I'm a snotty, snotty, snob when it comes to toilet paper. I mean seriously snobby. So much so that I've considered on more than one occasion carrying my own roll in my purse.

{Side Note} - Speaking of my purse...


Is this not one of the most gorgeous specimens of the purse family you have ever seen? This, folks, is my very first Kate Spade (sitting with a peach bellini slushy thingy that was quite tasty). I named her Delilah as soon as I took her out of the box. She just called to me, "Delilah, call me Delilah."

Jesse and Stephanie gave her to me as a Maid of Honor gift. All I've got to say about that is they give some rockin' gifts! Wowza!

Oh, and thank you, thank you, thank you times a million, trillion, gazillion!!! I love you girls!

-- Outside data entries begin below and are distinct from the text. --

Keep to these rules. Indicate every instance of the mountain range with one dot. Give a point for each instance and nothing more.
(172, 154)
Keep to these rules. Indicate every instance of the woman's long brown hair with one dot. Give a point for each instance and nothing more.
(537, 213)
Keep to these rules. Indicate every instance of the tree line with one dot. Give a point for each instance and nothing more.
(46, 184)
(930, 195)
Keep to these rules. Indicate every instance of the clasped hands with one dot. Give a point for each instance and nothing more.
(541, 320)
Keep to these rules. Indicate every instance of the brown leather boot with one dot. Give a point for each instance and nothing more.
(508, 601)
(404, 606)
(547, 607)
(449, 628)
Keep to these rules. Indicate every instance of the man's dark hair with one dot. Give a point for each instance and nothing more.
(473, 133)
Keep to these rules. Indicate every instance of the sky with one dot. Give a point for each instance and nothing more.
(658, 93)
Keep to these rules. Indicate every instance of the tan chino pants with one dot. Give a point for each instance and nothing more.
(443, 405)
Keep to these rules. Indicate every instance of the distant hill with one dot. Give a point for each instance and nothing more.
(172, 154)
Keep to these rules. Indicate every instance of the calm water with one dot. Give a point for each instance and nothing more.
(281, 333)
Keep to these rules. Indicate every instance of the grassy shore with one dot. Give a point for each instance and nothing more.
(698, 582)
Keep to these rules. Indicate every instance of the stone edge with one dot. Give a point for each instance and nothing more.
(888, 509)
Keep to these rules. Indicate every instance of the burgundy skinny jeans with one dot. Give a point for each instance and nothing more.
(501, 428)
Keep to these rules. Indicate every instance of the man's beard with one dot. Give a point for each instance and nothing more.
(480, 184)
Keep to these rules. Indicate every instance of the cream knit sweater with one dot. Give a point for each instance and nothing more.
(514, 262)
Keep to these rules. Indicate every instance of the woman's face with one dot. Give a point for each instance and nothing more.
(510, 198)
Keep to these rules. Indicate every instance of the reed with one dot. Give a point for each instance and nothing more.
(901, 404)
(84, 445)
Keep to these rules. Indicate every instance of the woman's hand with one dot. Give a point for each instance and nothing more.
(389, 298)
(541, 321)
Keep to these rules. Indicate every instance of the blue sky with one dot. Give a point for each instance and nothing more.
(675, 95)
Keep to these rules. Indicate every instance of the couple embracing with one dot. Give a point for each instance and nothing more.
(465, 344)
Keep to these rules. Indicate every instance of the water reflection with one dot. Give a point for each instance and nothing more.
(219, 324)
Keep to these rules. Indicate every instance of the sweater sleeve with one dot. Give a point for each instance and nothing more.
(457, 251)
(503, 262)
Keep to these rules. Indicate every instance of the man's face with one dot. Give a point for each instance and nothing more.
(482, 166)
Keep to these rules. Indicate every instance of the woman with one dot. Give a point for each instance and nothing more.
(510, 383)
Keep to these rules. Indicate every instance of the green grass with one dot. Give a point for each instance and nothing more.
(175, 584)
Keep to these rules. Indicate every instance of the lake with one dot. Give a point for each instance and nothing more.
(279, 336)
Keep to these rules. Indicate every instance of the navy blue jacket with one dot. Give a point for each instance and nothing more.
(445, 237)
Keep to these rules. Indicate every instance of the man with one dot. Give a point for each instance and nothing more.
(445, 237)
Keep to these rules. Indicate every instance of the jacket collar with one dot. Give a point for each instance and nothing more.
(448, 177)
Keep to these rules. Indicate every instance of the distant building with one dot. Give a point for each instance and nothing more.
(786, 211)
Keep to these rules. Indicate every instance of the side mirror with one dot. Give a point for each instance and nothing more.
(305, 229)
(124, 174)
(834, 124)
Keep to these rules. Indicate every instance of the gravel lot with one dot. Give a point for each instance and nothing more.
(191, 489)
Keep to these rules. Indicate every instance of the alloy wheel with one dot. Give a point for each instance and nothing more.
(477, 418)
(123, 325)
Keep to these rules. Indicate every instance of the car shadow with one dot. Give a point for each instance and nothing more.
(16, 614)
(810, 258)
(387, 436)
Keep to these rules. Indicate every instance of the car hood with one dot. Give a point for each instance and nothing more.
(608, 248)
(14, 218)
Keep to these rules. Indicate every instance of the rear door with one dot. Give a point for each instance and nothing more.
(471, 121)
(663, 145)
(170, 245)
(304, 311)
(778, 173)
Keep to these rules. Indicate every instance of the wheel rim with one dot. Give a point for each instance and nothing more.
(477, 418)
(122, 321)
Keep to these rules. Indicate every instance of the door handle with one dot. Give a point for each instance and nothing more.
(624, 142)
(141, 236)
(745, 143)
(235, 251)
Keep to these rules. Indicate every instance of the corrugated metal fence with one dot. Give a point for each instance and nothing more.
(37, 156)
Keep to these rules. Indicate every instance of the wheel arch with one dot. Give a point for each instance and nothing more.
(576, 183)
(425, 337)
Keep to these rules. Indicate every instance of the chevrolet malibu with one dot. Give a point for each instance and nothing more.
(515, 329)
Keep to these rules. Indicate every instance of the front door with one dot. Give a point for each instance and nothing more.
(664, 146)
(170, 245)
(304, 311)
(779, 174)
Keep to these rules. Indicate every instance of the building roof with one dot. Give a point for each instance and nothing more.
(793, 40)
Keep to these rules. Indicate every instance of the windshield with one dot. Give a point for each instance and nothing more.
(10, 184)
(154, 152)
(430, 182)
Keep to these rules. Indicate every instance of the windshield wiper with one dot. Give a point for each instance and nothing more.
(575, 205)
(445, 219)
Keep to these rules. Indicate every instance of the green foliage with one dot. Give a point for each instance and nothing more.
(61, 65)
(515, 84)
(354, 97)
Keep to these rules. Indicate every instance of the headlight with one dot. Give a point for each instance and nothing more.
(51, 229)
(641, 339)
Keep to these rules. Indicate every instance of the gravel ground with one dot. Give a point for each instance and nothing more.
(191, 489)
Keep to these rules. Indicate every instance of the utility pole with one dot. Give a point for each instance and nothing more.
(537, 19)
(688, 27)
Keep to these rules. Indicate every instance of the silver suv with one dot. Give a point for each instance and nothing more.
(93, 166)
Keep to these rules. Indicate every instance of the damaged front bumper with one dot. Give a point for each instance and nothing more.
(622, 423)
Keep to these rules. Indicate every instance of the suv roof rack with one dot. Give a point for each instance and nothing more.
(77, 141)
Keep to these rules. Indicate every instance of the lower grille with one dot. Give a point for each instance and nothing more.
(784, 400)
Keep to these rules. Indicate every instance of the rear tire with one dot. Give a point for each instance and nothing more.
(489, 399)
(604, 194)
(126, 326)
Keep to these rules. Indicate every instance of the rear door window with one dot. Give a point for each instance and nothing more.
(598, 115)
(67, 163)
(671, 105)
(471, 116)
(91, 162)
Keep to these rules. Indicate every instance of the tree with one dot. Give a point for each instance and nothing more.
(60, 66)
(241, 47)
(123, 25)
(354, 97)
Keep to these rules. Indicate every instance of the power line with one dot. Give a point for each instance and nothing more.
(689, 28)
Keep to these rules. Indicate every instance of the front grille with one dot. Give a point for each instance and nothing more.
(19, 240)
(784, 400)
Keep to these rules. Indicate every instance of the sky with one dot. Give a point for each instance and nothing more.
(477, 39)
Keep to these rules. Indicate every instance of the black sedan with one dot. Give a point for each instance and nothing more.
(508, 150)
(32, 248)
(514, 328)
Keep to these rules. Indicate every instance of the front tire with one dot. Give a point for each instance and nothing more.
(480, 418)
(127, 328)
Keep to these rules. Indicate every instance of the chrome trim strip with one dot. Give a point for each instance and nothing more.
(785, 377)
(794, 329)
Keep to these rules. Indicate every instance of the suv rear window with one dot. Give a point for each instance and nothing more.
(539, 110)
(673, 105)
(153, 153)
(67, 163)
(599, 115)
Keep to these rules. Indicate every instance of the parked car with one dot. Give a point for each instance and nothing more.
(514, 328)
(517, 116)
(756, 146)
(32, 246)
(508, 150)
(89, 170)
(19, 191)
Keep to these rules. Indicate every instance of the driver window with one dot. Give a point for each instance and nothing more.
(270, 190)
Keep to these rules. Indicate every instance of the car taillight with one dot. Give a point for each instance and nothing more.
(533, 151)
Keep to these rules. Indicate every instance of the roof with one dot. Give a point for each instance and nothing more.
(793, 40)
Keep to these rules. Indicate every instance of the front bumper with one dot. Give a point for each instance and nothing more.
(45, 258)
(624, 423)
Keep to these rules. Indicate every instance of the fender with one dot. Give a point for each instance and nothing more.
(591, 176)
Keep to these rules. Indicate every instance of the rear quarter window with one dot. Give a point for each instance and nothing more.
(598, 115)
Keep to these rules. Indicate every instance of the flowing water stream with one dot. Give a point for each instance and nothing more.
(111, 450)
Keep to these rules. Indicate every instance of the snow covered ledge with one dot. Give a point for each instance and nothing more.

Delilah's guts. Just as gorgeous as her skin. And so flawless too. I wonder if she moisturizes?


I'm such a digresser.

Ok, so back to my toilet paper snobbery.

I really want to carry a roll in my purse, but they're just so big, you know? Since I can't possibly carry around some huge old roll of TP I use what's out there as painful as it is. I mean this literally. Who invented TP that's about as soft as a piece of sandpaper? And who invented that stuff that's so thin and crisp it's like tissue paper used for wrapping gifts? In fact, I should start buying that stuff for wrapping, it would definitely be cheaper.

Anyway, I only purchase one brand and I never ever, ever, ever deviate. Quilted Northern. It's the bomb (do people still say that?). Not too soft, not too crispy. It's just right. I also use it as Kleenex because I'm way too cheap to buy a box of the stuff. Besides QN has the perfect softness and strength for nose blowing.

But here's the deal...last week when I was in New York, everywhere I went had thin and crispy TP! It was like a plague. I didn't know what to do. It was rough, I tell you! I tried blowing my nose with that stuff and I'm pretty sure I got a paper cut in my nostril, and we all know how I feel about paper cuts.

I'm so happy to be home with my QNTP (Quilted Northern Toilet Paper for those of you who haven't been paying attention) I can't even explain the happiness I feel or that my nostril feels. It's priceless, really.

I have to say, though, that I still love my New Yorkians...New Yorkers...Yorkiteers? Whatever. I love each and every one of them. Well, the handful that I actually know. What I'm trying to say is yes, I'm a TP snob, but I won't hold the crispy stuff against them. Especially since they gave me Delilah.




Another unrelated photo to help you clear your mind of images of my nostril getting a paper cut.

I have no clue what happened here. I held up a wine glass to a window, I was way to close with my 50mm lens, I released the shutter, and BAM! Crazy, weird, super cool, glittery, blurry, strange wine glass art. I think I'll keep it.



1 comment:

  1. HA HAHAHAHHA! Sorry our TP was so awful! But I have a solution for you!! For when we go hiking, we have mini TP rolls! Maybe you can craft yourself up a small QNTP roll?!?!?

    PS- I super loved all the random pics in this post!